In the current study, we evaluated a simple and highly accurate sarcopenia screening method for identifying sarcopenia in older adults by applying a neural network to analyze raw data from the BIA. Our results indicated that a high degree of accuracy for predicting sarcopenia was achieved using a straightforward measurement approach (AUC = 0.96). The average age of the study participants was 73.7 ± 5.2 years, and the number of participants with sarcopenia according to the AWGS 2019 criteria was 21 (3.3%) in Dataset 1 and 24 (3.7%) in Dataset 2. In a previous study of a similar population (average age: 74.1 years), the prevalence of sarcopenia according to the AWGS 2019 criteria was 6.6% [34]. The prediction accuracy was also confirmed to be sufficient, even in populations with few sarcopenia cases. Its portability, minimal space requirements, and lack of need for specialized training—allowing a single operator to perform the measurement—make it a promising screening tool.
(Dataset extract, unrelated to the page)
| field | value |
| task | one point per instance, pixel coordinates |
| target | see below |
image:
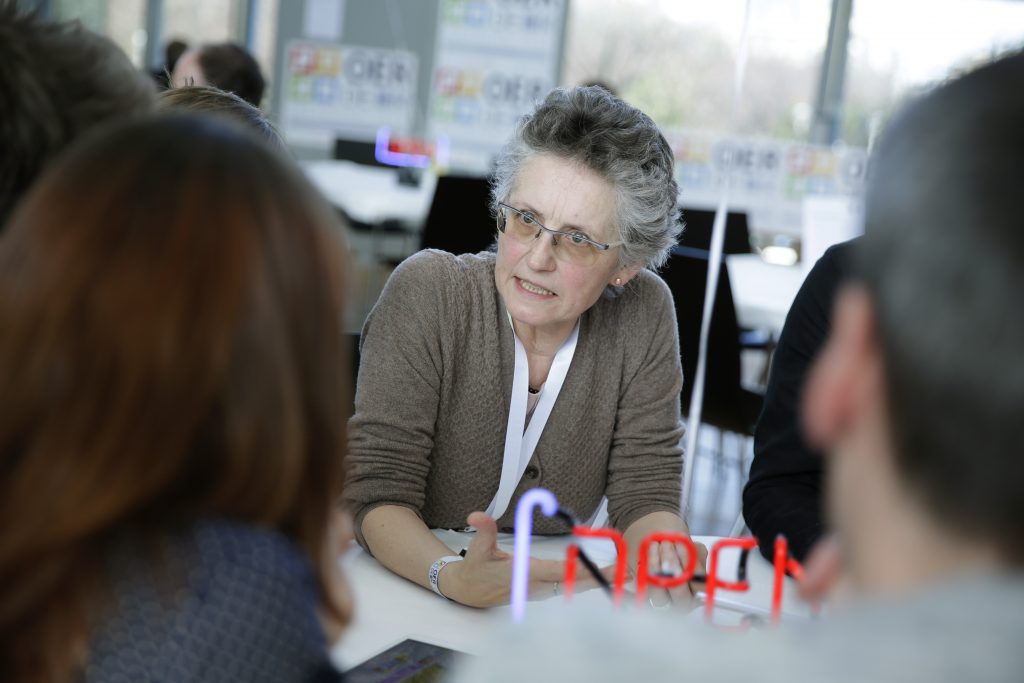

Moreover, since BIA is employed not only for sarcopenia screening but also for routine health management, it represents a highly versatile approach.

To date, the most prevalent screening method has been the use of questionnaires such as the SARC-F [12]. While this method is simple, it has low sensitivity [35]. Owing to the limitations of screening questionnaires, various screening methods that utilize objective indicators have been developed, such as the method that uses the calf circumference (AUC: 0.817, 95% CI: 0.74–0.89) [36] and the method that uses age, grip strength, and calf circumference (AUC: 0.94, 95% CI: 0.92–0.96 for men and AUC: 0.91, 95% CI: 0.89–0.93 for women) [13]. These methods show good accuracy but are limited by the need for a specialist measurer. The results of this study not only suggest the possibility of developing space-saving screening methods but also indicate the simplicity of being able to perform measurements by oneself just by getting on the BIA device with high accuracy. Moreover, outperforming the sarcopenia prediction accuracy using PhA was confirmed—a primary BIA parameter (AUC: 0.718, 95% CI: 0.652–0.784 in men and AUC: 0.721, 95% CI: 0.669–0.773 in women) [20]. It was suggested that leveraging multiple BIA parameters could further enhance accuracy. However, the PPV of the created model in this study was low compared to that in previous studies, which is thought to be attributable to the low number of sarcopenia cases among the participants of this study and several false-positive judgments. Therefore, as a sensitivity analysis, we compared the performance tests between positive and negative predictors. The positive predictors performed significantly worse than the negative predictors in the performance test, suggesting that the model is useful for screening high-risk individuals. Since even false-positive cases tended to exhibit poorer SMI and worse performance on physical function tests, a high false-positive rate may nevertheless strain healthcare resources; therefore, further improvements in specificity and overall accuracy are warranted.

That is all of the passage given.